Ci sono davvero molti negozi che mettono a disposizione i buoni spesa, ad esempio buoni benzina Tamoil, Q8, Eni, ma anche buoni per i negozi più diffusi come H&M, Pittarosso, Zalando, Foot Locker, OVS e molti altri di vario tipo e marca.

Il vantaggio è che i crediti che si accumulano, nel mio caso circa 8/9 euro mese, consentono di acquistare un buono che di norma costerebbe 25 euro ad un prezzo ridotto in base ai crediti in mio possesso, ad esempio il mese scorso ho accumulato per tutto il mese di settembre 9 euro, ho deciso di acquistare un buono benzina Tamoil da 30 euro pagandolo però solo 21 euro con un risparmio di quasi il 33%.

Mia moglie anch’essa iscritta a Sixthcontinent ha invece acquistato un buono di H&M da 25 euro pagandolo però soltanto 17 euro dato che ne aveva 8 di crediti da fruire.
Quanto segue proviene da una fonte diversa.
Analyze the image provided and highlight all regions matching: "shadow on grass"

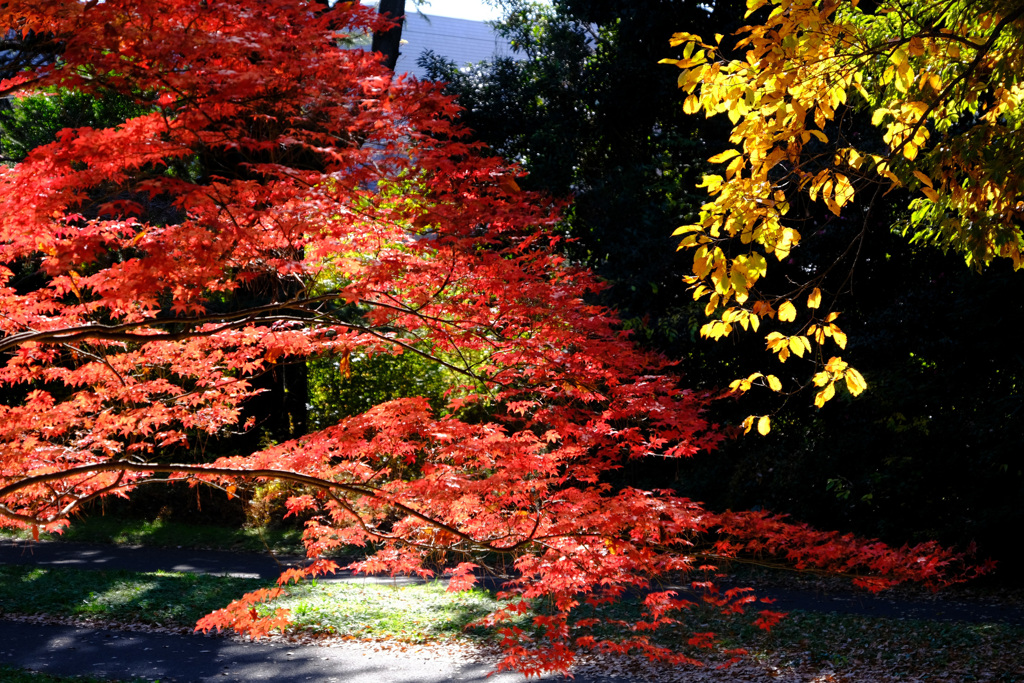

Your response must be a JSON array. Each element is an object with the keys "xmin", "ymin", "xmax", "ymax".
[
  {"xmin": 0, "ymin": 566, "xmax": 264, "ymax": 626},
  {"xmin": 0, "ymin": 515, "xmax": 302, "ymax": 553}
]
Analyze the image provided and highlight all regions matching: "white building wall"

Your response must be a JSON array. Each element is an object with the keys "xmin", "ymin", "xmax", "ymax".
[{"xmin": 395, "ymin": 11, "xmax": 513, "ymax": 78}]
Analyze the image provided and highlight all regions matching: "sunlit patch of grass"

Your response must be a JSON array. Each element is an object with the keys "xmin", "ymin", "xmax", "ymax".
[{"xmin": 274, "ymin": 582, "xmax": 528, "ymax": 643}]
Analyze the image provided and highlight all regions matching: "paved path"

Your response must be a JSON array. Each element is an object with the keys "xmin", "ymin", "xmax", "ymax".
[
  {"xmin": 0, "ymin": 620, "xmax": 593, "ymax": 683},
  {"xmin": 0, "ymin": 541, "xmax": 1024, "ymax": 683}
]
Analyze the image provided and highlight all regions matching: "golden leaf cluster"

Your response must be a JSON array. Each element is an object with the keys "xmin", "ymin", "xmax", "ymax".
[{"xmin": 664, "ymin": 0, "xmax": 1024, "ymax": 433}]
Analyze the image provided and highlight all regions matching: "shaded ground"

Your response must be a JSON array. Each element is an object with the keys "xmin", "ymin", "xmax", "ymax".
[
  {"xmin": 0, "ymin": 540, "xmax": 1024, "ymax": 626},
  {"xmin": 0, "ymin": 541, "xmax": 1024, "ymax": 683}
]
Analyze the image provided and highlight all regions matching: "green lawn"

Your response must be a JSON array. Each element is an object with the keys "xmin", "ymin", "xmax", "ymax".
[
  {"xmin": 0, "ymin": 552, "xmax": 1024, "ymax": 683},
  {"xmin": 0, "ymin": 515, "xmax": 305, "ymax": 554}
]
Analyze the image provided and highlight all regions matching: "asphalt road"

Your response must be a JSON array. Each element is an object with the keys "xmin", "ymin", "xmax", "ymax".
[
  {"xmin": 0, "ymin": 541, "xmax": 1024, "ymax": 683},
  {"xmin": 0, "ymin": 620, "xmax": 593, "ymax": 683}
]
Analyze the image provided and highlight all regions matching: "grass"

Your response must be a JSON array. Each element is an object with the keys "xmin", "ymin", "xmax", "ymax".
[
  {"xmin": 275, "ymin": 582, "xmax": 516, "ymax": 643},
  {"xmin": 0, "ymin": 566, "xmax": 263, "ymax": 626},
  {"xmin": 0, "ymin": 565, "xmax": 516, "ymax": 642},
  {"xmin": 0, "ymin": 515, "xmax": 304, "ymax": 554},
  {"xmin": 0, "ymin": 566, "xmax": 1024, "ymax": 683},
  {"xmin": 0, "ymin": 665, "xmax": 140, "ymax": 683}
]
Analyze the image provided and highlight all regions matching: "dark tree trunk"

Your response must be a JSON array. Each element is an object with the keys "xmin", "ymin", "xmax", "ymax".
[{"xmin": 373, "ymin": 0, "xmax": 406, "ymax": 71}]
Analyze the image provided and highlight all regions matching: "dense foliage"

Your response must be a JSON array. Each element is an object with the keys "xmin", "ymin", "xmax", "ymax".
[{"xmin": 0, "ymin": 0, "xmax": 991, "ymax": 673}]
Insomma un bel risparmio secco e immediato che volendo potremmo anche sommare a quello generato dal metodo di pagamento di Satispay con Cashback, per esempio se comprassi un buono di Tigotà da 25 euro con un vantaggio ipotetico di 8 euro pagherei solo 17 euro. Se andassi a Tigotà a comprare prodotti per la casa e l’igene intima spendendo ad esempio 50 euro, potrei usare per metà il buono acquistato su Sixthcontinet e per l’altra parte pagherei con Satispay ricevendo un cashback del 20% ovvero pari a euro 5,00 per un risparmio complessivo di 13 euro su una spesa complessiva di 50 euro.

Certo bisogna mettere insieme le varie condizioni ma in talune situazioni o facendo acquisti mirati e precisi si può risparmiare parecchio, nell’esempio soprariportato il risparmio è pari al 26% che non è proprio poco soprattutto per chi ha una famiglia da mantenere.

Quindi anche in questo caso il consiglio che mi permetto di darvi è quello di provare, anche qui dovrete registrarvi per poter fruire del servizio e dovrete aspettare fine mese per massimizzare il guadagno accumulando il maggior importo possibile di crediti, ma quando spenderete solo 17 o 18 euro per un buono che ne vale 25 mi darete ragione.

PS

Ho notato che alle volte non viene permesso l’acquisto dello stesso tipo di buono nell’arco di poco tempo (due o tre mesi) quindi differenziate, in fondo i soldi son sempre soldi, che siano buoni benzina, credito Netflix o buoni H&M 😉

Risparmiare spendendo

Cari ragassuoli oggi vi voglio parlare di un sistema di pagamento e di un sistema di raccolta punti che da un paio di anni mi stanno facendo risparmiare un po’ di soldini nelle spese di tutti i giorni e che soprattutto mi consentono di utilizzare anche per i pagamenti la mia adorata tecnologia.

Il primo è un metodo di pagamento, si tratta di Satispay che nasce da un avventura tutta italiana e che è diventato uno strumento molto utilizzato e molto diffuso, in questi giorni si vede anche parecchia pubblicità nei canali televisivi.

è un prodotto piuttosto particolare in pratica si tratta di un portafoglio virtuale, utilizzabile tramte app sul proprio smartphone, che permette di pagare in negozi convenzionati (ormai molto diffusi a dire il vero) digitando l’importo sul proprio dispositivo dopo aver scelto il negozio beneficiario dall’elenco di quelli intorno a noi.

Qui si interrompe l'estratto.